The Black Eyed Peas may be larger than life and everywhere you look, but the truth remains that they can still sing. And dance. Their music is nothing if not rumpshakin’ musical crack. It’s catchy as shit. Wil.i.am busted out a little DJ set in the middle of the show which was truly one of the most enjoyable 20 minutes in my life, and as he rapped and scatted over Nirvana, the Chili Peppers, Estelle, Journey, The Eurythmics and more, I’m not gonna lie and say I wasn’t dying, DYING to be down in the mosh pit with Crackerjack, Nanook and the hubbies.

santiloupeasBut a glance to my left at Saint James, his baseball hat on sideways, pumping his little fist in the air, drinking in every second and not missing a beat, more than made up for my stadium seats. He was ripe for the experience. He swayed his arms with the crowd, yelled, danced, clapped, held up my lit phone, and basically took in the concert with touching wide-eyed sincerity and genuine excitement. Dash said he had as much fun watching Saint James watch the concert, as actually watching the concert.*** And I couldn’t agree more. Your first concert is a big deal, something you never forget and I was hell bent on being privy to theirs. Happily, it was a great one . . . but, then again, aren’t they all? What was your first concert? Tell me about it in the comments section.****

*Case in point, a few months ago Dash and I went to see Zero 7 with Tartare when she was in for a visit and despite fond memories of Epic from my crazy Snoop Dog night with Crackerjack, the show was kind of drag – experimental, dissonant and a bit bizarre (with fleeting moments of total coolness). One of the female lead singers was totally cheesing me out too – she was trying way too hard to be the husky voiced sexy nature girl and I wasn’t buying her hair-in-the-face crooning. I spent the whole time muttering under my breath and quashing the impulse to flick a hair elastic at her stupid freckle face so she could put her mane up. In fact she irritated me so much that I ended up swooning, scaring the bejeezus out of Tartare when I actually slid onto the floor in the public restroom – previously unheard behavior for a germaphobe like myself. So, ya, I hated the band and then I fainted. Can you blame me for not blogging about that? But I had fully intended to, because I had a two lucid thoughts worth exploring when I was on the bathroom floor of Epic: 1. Maybe my meat-eating ways were poisoning me and causing me to pass out at concerts; and 2. It was unbecoming and unseemly for a mother of three to be on the floor of a nightclub bathroom, whatever the reason.  

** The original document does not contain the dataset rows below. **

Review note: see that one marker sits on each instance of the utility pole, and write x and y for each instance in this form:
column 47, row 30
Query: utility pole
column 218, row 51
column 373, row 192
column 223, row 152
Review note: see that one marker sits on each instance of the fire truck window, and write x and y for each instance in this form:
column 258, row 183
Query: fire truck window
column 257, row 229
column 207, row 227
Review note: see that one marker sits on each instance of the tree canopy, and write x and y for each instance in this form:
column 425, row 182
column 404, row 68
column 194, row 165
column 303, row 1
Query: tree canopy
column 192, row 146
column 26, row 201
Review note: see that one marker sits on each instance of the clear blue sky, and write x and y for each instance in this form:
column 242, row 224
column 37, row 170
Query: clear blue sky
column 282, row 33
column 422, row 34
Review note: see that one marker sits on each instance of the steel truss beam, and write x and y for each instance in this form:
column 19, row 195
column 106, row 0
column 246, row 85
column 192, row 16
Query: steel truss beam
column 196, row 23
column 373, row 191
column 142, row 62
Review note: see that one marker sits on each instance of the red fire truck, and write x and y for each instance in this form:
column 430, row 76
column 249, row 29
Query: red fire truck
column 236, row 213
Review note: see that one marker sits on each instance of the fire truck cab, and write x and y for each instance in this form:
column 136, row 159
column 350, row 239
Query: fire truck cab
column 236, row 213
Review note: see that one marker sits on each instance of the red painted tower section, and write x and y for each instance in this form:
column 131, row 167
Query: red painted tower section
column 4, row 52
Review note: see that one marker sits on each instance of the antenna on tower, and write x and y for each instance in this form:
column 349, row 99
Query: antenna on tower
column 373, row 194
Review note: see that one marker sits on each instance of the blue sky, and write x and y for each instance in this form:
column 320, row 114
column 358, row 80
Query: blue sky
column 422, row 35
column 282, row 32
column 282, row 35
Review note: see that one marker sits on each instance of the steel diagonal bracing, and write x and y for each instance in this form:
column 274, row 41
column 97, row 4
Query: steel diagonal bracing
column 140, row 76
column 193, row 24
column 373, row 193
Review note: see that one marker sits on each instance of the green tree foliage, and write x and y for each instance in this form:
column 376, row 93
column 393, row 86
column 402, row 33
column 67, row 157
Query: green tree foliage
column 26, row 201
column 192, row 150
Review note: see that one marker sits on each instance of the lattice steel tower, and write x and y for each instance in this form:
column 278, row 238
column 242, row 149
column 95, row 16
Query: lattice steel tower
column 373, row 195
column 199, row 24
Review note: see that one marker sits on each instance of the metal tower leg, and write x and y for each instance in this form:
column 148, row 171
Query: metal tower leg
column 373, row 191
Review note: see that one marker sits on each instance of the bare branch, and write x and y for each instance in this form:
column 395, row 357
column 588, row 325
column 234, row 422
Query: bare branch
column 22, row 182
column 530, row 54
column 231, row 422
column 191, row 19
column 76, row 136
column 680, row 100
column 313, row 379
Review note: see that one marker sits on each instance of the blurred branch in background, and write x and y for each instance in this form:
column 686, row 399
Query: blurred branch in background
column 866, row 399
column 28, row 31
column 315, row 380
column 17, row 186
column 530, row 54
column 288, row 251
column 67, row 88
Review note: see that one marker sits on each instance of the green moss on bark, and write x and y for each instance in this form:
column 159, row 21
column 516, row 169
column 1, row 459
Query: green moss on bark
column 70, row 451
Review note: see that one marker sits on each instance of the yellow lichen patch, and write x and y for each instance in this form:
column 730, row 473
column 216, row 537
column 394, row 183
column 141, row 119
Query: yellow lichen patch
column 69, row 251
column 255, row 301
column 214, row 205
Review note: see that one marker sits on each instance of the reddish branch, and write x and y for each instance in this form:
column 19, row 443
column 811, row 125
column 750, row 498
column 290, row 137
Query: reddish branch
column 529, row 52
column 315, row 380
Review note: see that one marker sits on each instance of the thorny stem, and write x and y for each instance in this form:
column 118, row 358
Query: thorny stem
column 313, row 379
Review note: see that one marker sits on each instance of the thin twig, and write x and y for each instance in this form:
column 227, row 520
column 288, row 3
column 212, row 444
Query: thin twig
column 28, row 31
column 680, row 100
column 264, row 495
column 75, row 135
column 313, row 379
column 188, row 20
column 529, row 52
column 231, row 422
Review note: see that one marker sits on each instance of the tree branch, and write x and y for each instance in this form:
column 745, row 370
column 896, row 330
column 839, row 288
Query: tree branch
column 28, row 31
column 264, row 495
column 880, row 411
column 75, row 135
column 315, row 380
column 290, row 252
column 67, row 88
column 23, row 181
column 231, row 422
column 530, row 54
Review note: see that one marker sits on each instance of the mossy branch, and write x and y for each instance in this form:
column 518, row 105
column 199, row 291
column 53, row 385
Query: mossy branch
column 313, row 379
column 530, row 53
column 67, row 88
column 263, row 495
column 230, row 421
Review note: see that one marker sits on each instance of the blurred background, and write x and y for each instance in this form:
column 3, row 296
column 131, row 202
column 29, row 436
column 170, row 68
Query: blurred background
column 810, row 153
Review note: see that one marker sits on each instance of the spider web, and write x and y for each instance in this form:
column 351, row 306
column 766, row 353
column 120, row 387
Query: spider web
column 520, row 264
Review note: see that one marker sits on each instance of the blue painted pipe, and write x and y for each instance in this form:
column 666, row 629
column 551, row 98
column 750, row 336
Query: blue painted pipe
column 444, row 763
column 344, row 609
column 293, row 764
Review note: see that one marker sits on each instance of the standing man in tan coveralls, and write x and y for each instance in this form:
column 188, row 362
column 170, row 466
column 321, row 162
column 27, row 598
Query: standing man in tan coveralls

**Sometimes I really can’t seem to stop dancing and I start to wonder whether I might have a tumor.

***We bought tix for the BEP for Saint James and Supegirl as their main Christmas gift and I cannot say enough about the shift away from the material gift toward the experiential gift. I wasn’t sure at first, but now I am. On Christmas Eve they opened up cans of black eyed peas that I had wrapped and put under the tree while Dash queued up I Gotta Feeling and they’ve had all these months to look forward to the big night. The anticipation, the delayed gratification and mostly, the memories are so much better than another lego set. 

**** Query whether it is perhaps time to reign it in when one’s blog post has footnotes.